Whether the materials come from your backyard or a garden center, it's easy to incorporate natural elements into the centerpiece of an alfresco dinner. Position stones down the middle of an outdoor table, and intersperse bunches of cushion moss (buy it from a reputable center, as some moss species are protected). Place votive candles along the sides to cast a warm glow over the arrangement.
Give your outdoor table a lush centerpiece with a fun, graphic twist. Fill a galvanized-metal planter (available at garden centers) with fresh potting soil. Inside, arrange Irish moss in two shades (we used dark-green Sagina subulata and chartreuse S. subulata 'Aurea') to create a checkerboard pattern. After a few days, plant the moss in your yard.
This bouquet of late-blooming annuals -- cut from the garden and tucked into an ironstone vessel alongside a compote of blueberries -- is at once lively and serene. An abundance of maroon cosmos mingles with rich indigo larkspur, their stems listing and leaning in the soft, warm breeze. It is the perfect arrangement for outdoor entertaining.
From soil to center stage: Pick whatever's the most fragrant from your garden and tame it into a centerpiece, perfect for your outdoor table setting. Shown here is a mix of roses, hydrangeas, delphiniums, lady's mantle, scented geraniums, and potato vine.
Delicate and airy, this centerpiece composed of single blossoms lets you make the most of a limited group of flowers. Showcase each one -- we used dahlias and garden roses -- in clear glass vessels, such as bud vases, jars, or even drinking glasses. To accentuate the arrangement, set the flowers on a runner with a hue that contrasts the color of the tablecloth.

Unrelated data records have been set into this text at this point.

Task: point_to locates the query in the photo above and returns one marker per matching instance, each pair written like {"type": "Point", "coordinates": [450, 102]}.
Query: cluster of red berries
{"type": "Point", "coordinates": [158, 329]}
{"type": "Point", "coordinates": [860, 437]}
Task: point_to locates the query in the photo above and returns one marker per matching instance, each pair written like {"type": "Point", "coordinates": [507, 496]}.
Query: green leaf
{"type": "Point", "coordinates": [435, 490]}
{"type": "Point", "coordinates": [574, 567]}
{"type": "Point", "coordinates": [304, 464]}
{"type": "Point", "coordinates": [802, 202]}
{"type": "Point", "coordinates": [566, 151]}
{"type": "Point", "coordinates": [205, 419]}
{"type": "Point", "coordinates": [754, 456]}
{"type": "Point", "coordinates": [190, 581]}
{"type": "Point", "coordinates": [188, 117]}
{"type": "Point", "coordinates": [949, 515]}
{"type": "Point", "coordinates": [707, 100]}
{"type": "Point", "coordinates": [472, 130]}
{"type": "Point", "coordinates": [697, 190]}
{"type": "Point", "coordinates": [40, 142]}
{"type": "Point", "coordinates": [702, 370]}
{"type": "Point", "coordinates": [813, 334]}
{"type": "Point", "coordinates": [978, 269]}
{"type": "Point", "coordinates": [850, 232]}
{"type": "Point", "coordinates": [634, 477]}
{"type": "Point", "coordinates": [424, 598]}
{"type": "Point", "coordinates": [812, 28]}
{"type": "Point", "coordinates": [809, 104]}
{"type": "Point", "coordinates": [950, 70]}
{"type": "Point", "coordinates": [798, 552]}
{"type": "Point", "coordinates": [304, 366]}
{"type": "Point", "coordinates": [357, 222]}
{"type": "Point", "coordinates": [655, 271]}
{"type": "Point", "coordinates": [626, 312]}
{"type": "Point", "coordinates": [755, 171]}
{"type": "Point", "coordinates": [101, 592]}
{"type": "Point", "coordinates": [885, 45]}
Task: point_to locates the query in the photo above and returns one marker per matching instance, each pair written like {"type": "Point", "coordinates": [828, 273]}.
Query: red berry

When herb gardens overflow with more than is needed in any kitchen, why not use the extra yield in a fragrant centerpiece? Mix shapes and textures, and add color with edible flowers and herb blossoms. This arrangement, which includes dill, rosemary, mint, basil, thyme, lavender, nasturtiums, and flowering herbs, sits in a high-sided bowl; a smaller bowl within keeps the stems in place. But a vase, pitcher, or jar would work just as well.